Against this backdrop, Moscow is likely to continue sowing discord in media and cyberspace, perceiving its actions to be defensive, if not counter-offensive, in nature. While the credibility of such perceptions is certainly up for debate (and has long been for historians and academics), U.S. policymakers should avoid limiting themselves to such narrow confines. Instead, they should more thoroughly factor in the view from Putin’s own front porch – certainly not out of sympathy, but to more smartly calibrate Washington’s engagement and response planning. Given the shifting power dynamic between the U.S. and Russia, an approach informed solely by post-Cold War narcissism will simply serve to feed an unproductive escalatory spiral (akin to the tit-for-tat diplomatic expulsions in early 2017 and compulsory “foreign agent” registrations by RT and CNN later that year). Greater familiarization with the siege mentality that has driven Kremlin behavior for centuries will sharpen U.S. precision in imposing costs for malign activities and avoid emboldening Moscow by amplifying the very effects such activities were designed to achieve.
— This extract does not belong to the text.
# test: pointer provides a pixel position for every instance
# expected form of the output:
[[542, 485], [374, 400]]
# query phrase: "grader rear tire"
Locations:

Given Russia’s relative military, technological, and economic inferiority to rival powers, information warfare is “an approach born out of weakness that provides more flexibility while avoiding direct military confrontation,” according to Stefan Meister of the German Council on Foreign Relations. Russian Deputy Defense Minister Valeriy Gerasimov has himself noted that “no matter what forces the enemy has, no matter how well-developed his forces and means of…conflict may be, forms and methods for overcoming them can be found. He will always have vulnerabilities, and that means that adequate means of opposing him exist.” In light of recent events (and in preparation for future ones), Washington ought to study the re-emergence of Russian “active measures” less as a manifestation of newfound strength, and more as a sense of vulnerability on full display.
The views expressed in this article are those of the author alone and do not necessarily reflect the official views of the U.S. government or the Department of Defense.